With the advent of warmer weather, company dress codes often relax. Many employees acknowledge the change of seasons with more comfortable, cooler, and cheerier summer fashions. Ideally, employee morale and the work environment become a bit more upbeat. But some staff members take the flexibility too far and push the envelope. Whether it's too much bare skin or the snapping sound of flip flops, inappropriate dress can quickly produce problems in the workplace. What can you do?

Start with a clear policy. Explain the business reasons for your dress code, e.g.: projecting a professional business image, ensuring employee safety, meeting customer expectations, providing employees with a positive work environment that limits distractions. Give specific examples about what is and what isn't acceptable. If you use the term business casual, define it and give examples of acceptable wear such as collared polo shirts and khakis. If casual dress is acceptable only on certain days of the week, such as "casual Friday," state that clearly. Provide examples of what you don't want employees to wear, e.g. cut off shorts, flip flops or spaghetti strap tops if that's the case.

Be prepared to enforce your policy consistently. Spotty enforcement can hurt morale and lead to an accusation of discrimination. That said, it's legitimate to have different standards for different groups of employees if they are based on sound business reasons. For instance, staff who have contact with customers might be required to dress more professionally than those who do not.
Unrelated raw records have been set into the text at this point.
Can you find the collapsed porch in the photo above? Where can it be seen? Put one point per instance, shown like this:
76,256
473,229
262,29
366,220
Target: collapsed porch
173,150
Know your rights and consider the legalities. Dress codes based on sound business reasons and societal norms are usually fine. Where it can get dicey is if your policy infringes upon a protected category such as a religion or when it has a disparate impact on a minority group. For example, a policy forbidding all head coverings could present a problem for a Muslim woman or a Jewish man. A policy that allows men to wear jeans in the workplace but not similarly situated women, is discriminatory. So think through the business purposes of your dress code.

Keep the lines of communication open. Listen to your employees' request. If someone has a problem, meet with that person directly to discuss their needs so the situation gets resolved quickly without escalating. If someone has a true need based on religion or some other personal necessity, be prepared to make a reasonable accommodation as long as it does not create an undue hardship or safety concern for your business.